El pasado ya fue, pero me preocupa este presente y el futuro de Cochabamba como un lugar que tienen que ser habitable y que está siendo degradado en su dignidad e identidad. Cuando oigo las noticias surgidas de la Gobernación o la Alcaldía, casi todas envueltas en escándalos de corrupción y miserias humanas, refrendo mi convicción de que esas alimañas son las que controlan los resortes de nuestra ciudad y nuestro bienestar. Entonces es cuando hago uso de la experiencia que me dio la vida para reconocer, perfectamente, a un hijo de perra de lejos y de cerca.
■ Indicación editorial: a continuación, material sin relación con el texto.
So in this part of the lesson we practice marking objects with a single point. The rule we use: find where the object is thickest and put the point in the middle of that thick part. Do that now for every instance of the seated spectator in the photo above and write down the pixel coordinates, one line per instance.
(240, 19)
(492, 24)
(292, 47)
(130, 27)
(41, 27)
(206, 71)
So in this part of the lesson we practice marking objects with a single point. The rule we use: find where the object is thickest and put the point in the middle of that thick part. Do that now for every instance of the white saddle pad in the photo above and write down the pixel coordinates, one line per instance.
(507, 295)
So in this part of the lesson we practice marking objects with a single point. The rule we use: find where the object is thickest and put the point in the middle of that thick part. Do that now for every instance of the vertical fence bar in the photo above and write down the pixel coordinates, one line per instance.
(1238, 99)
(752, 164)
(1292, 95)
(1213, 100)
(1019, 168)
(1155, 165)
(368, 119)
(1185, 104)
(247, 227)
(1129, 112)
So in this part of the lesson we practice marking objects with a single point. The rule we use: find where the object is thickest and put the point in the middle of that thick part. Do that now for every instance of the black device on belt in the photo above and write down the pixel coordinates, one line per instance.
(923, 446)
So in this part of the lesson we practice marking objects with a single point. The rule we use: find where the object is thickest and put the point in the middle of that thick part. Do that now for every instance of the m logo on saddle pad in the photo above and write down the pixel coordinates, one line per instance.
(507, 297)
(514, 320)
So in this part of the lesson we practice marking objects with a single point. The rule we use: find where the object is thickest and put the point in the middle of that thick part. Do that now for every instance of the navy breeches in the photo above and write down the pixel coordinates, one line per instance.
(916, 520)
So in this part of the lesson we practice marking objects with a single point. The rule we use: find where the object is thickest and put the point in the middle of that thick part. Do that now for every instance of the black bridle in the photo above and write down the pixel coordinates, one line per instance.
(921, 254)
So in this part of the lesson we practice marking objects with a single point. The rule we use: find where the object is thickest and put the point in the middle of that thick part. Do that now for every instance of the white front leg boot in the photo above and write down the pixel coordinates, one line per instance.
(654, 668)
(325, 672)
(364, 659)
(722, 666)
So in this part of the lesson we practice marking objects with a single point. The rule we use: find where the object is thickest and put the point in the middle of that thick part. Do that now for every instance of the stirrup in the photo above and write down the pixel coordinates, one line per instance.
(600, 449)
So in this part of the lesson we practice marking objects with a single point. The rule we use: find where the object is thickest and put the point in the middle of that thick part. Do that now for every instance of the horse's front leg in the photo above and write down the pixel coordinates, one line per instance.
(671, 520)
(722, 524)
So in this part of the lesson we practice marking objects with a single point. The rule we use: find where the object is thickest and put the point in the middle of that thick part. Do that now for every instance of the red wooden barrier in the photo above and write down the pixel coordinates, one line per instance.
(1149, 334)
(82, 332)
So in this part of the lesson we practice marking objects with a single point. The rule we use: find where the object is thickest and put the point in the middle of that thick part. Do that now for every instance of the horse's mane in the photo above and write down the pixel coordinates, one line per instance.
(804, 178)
Hay ajetreos anormales en el patio trasero de la Gobernación y la Alcaldía. Su impecable labor doméstica revolotea en estas fechas. Está claro, estamos en septiembre y se acerca el 14, fecha importante en la que, irremediablemente, se tiene que barrer la casa, cortar el césped, plantar flores, cambiar foquitos, parchar las calles y repintar la fachada con los colores de la conciencia vacía y nada más. Esperando tristemente el próximo año para seguir aporcando, con paciencia y salivita, los nabos que cargamos, con particular ‘sacrificio’, sobre nuestras espaldas.